I’m Hadrien, I am 25 years old and I come from Marseille on the French Riviera. I have a Master in digital imagery specialized in 2D/3D development, and I am a Gameplay Programmer for Wolcen. I started my studies with an IT DUT (equivalent BTEC) in Aix-en-Provence then came back to Marseille for the bachelor degree. I’ve also worked on a Software for an ending-study project to semi-automatically detect and validate craters on Mars. Got really proud of that one !
How do you know Wolcen: Lords of Mayhem ?
I’ve known Wolcen for a long time actually. In its early Kickstarter days, a friend showed me this project. I really liked the game, called Umbra at the time, and I became a backer.
And how did you come to work for Wolcen Studio ?
At the end of my studies I had to find an internship and I decided to be bold and sent an email to Solarfall Games. I was highly motivated to join this project and placed high hopes that there would be needs in the studio for my skills. 6 hours and a Skype interview later, it was settled and I joined the team. That was two years ago, we were 7 in the studio at that time.
What is a classic day for you at Wolcen Studio ?
First thing first. One to two coffees are mandatory. Then I go to my desk and start programming the features planned in my schedule. Regularly we make meetings with Alan, the Game Designer, to polish the additions we want to implement in the game, but mostly my day is all about programming and fix bugs.
What are the tasks you’re focused on for Wolcen: Lords of Mayhem ?
First of all, the Passive Skill Tree. It’s my baby, I worked hard on all the skills and we meet together with Alan to improve it regularly. We still have 9 classes to make and it’s going to be mostly what I’ll do in the next months. In the programming team I’m the closest to the Gameplay features. I make a lot of integrations for skills, enemies, and Gameplay formulas (such as Defense, Attributes, and Ressource Opposition System). I like being close to the game design and we work a lot with Alan to make the game enjoyable for players.

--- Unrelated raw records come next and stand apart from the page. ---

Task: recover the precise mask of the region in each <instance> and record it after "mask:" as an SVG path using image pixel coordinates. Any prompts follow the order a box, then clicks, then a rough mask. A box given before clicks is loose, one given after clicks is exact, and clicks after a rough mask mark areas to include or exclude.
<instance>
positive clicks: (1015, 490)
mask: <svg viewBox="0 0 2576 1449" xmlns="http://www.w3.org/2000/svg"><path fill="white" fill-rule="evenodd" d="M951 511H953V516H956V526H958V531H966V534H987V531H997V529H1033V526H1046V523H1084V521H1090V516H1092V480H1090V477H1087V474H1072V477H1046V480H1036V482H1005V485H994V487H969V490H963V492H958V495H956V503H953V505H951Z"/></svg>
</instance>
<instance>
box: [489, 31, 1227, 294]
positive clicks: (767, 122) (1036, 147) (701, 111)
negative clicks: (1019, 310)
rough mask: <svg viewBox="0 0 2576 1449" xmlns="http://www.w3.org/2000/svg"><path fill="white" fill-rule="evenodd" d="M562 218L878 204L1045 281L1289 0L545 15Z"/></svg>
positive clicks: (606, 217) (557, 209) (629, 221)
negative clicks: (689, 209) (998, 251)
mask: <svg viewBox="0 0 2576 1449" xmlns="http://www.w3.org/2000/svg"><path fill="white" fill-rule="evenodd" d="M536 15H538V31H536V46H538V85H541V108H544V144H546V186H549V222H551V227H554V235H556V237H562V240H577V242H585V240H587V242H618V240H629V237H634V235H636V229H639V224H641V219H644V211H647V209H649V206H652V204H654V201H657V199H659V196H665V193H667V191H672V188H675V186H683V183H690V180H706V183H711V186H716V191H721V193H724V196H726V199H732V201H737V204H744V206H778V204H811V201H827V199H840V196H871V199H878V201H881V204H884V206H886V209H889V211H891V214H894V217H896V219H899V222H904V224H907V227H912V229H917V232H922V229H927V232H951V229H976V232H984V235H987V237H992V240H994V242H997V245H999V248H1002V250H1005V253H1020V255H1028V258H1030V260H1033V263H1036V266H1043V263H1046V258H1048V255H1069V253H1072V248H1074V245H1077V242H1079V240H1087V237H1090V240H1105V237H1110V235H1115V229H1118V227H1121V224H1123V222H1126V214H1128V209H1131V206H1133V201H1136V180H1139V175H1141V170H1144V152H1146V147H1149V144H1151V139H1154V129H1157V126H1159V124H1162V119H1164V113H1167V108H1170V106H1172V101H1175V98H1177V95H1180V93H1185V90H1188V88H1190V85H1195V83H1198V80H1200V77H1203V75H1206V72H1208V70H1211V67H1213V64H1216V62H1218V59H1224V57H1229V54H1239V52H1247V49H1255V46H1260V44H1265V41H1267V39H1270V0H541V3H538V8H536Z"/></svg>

What was the most challenging or unforeseen difficulty you had to face during your time at Wolcen Studio?
Although I’m an adaptive person, it can be difficult for me to face changes. When I first arrived at Wolcen Studio we were all multitasking, everyone made what they could to make the game work. As the team grew I had to reorganize my daily work and let go of special tasks to let more qualified persons do them. For instance, I used to do the text for quests, but we have someone dedicated to that now. I’m glad of these changes though, now the game is being built by more specialized people and it can only make the game even better.